1- If only one processor is to be used no parallelisation is required. We use the usual command line:

% gerris2D simulation.gfs

2- If 2 processors are to be used: being constituted of 3 `GfsBoxes`

2 solutions can be considered:

- Either the 3
`GfsBox`

can be redistributed in 2 subdomains, which are bound to be 1 subdomain of 1`GfsBox`

and one of 2`GfsBoxes`

. This can be done by:

% gerris2D -b 2 simulation.gfs > parallelsimulation.gfs

then the simulation can be started using:

% mpirun -np 2 gerris2D parallelsimulation.gfs

- If we want to get a better balance between the size of the 2 subdomains, it is possible to split the simulation once and then reassemble it.

The 3 `GfsBoxes`

can be split once which would create 3*4 = 12 `GfsBoxes`

% gerris2D -s 1 simulation.gfs > splitsimulation.gfs

then the 12 `GfsBoxes`

simulation can be partitioned in 2 groups of 6 `GfsBoxes`

, where the same pid is given to the `GfsBoxes`

of the same subdomain:

% gerris2D -b 2 splitsimulation.gfs > parallelsimulation.gfs

The simulation is still started in the same way:

% mpirun -np 2 gerris2D parallelsimulation.gfs

3- If 4 processors are to be used, then the domain has to be split anyway.

The 3 `GfsBoxes`

can be split once wich would create 3*4 = 12 `GfsBoxes`

% gerris2D -s 1 simulation.gfs > splitsimulation.gfs

then the 12 `GfsBoxes`

simulation can be partitioned in 4 groups of 3 `GfsBoxes`

, where the same pid is given to the `GfsBoxes`

of the same subdomain:

% gerris2D -b 4 splitsimulation.gfs > parallelsimulation.gfs

The simulation is still started in the same way:

% mpirun -np 4 gerris2D parallelsimulation.gfs

### Dynamic load-balancing

When adaptive mesh refinement is used, the number of cells of each subdomain will change during the course of the simulation.
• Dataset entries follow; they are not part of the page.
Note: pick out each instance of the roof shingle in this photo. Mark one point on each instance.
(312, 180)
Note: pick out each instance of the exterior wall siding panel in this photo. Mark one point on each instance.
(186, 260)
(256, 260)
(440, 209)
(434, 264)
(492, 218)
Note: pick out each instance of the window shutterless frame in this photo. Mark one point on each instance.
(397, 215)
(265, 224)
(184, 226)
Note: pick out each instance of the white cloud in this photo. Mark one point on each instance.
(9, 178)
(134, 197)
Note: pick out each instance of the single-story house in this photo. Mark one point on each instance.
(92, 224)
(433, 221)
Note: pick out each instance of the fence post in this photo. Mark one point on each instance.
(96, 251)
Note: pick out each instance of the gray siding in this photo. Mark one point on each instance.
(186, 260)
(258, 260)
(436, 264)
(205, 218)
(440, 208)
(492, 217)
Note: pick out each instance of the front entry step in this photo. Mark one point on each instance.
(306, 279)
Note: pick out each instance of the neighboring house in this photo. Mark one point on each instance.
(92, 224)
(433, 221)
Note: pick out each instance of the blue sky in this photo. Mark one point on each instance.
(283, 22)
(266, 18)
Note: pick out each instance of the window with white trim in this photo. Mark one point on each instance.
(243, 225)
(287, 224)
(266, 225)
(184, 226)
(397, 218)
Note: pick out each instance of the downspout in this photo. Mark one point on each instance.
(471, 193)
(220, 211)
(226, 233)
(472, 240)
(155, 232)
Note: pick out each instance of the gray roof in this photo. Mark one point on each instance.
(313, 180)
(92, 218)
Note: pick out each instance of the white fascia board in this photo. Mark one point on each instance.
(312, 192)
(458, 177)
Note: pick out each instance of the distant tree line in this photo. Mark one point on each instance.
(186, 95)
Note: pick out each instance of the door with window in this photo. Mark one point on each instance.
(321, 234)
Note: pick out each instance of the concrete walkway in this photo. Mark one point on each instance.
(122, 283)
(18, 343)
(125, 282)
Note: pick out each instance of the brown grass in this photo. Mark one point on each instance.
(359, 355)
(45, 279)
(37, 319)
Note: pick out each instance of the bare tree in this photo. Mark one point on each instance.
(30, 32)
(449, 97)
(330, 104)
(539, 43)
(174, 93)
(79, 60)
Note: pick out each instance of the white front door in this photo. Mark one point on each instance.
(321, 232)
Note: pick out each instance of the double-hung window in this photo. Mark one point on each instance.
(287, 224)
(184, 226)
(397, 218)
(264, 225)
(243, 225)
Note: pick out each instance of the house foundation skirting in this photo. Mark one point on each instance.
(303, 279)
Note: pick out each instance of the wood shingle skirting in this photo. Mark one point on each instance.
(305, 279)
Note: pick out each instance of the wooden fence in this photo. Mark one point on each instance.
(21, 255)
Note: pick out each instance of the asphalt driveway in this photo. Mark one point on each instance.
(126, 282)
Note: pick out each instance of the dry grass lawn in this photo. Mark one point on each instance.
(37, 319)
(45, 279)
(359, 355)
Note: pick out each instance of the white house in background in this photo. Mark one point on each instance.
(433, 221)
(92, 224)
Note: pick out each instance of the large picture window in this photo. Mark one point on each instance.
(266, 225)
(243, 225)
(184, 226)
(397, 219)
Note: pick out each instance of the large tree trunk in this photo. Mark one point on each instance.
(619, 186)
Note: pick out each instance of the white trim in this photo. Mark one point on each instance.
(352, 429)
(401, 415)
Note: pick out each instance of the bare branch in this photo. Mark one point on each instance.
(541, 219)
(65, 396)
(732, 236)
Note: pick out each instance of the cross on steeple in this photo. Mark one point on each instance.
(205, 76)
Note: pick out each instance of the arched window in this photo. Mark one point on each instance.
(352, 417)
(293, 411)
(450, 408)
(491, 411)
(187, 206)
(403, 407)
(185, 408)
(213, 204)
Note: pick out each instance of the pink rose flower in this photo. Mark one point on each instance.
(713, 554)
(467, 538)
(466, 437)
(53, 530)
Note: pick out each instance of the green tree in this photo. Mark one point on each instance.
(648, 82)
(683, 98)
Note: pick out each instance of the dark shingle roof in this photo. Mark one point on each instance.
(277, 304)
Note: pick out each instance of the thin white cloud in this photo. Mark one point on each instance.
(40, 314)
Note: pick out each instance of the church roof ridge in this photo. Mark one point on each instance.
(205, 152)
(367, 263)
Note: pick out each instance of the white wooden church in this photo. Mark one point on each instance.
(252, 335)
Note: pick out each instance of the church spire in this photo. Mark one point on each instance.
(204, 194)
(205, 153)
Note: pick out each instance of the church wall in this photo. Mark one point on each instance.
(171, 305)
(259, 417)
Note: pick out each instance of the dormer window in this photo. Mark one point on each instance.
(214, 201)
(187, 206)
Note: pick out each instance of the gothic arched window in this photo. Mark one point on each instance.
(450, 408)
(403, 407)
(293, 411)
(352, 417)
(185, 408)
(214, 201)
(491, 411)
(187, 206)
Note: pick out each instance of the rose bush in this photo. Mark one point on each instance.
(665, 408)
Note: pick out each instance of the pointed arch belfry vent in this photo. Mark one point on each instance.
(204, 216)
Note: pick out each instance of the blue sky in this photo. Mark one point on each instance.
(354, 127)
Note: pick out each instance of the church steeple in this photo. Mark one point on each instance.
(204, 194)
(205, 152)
If the size of the subdomains is not changed, some processors will end up working much harder than others which will lead to inefficient parallelisation. It is then necessary to "rebalance" the simulation. This is done using the GfsEventBalance object. Note that in this case the quality of the initial partition does not matter much as it will be rebalanced regularly anyway. In this case using the simpler and faster `-b`

option to create the initial partition is adequate.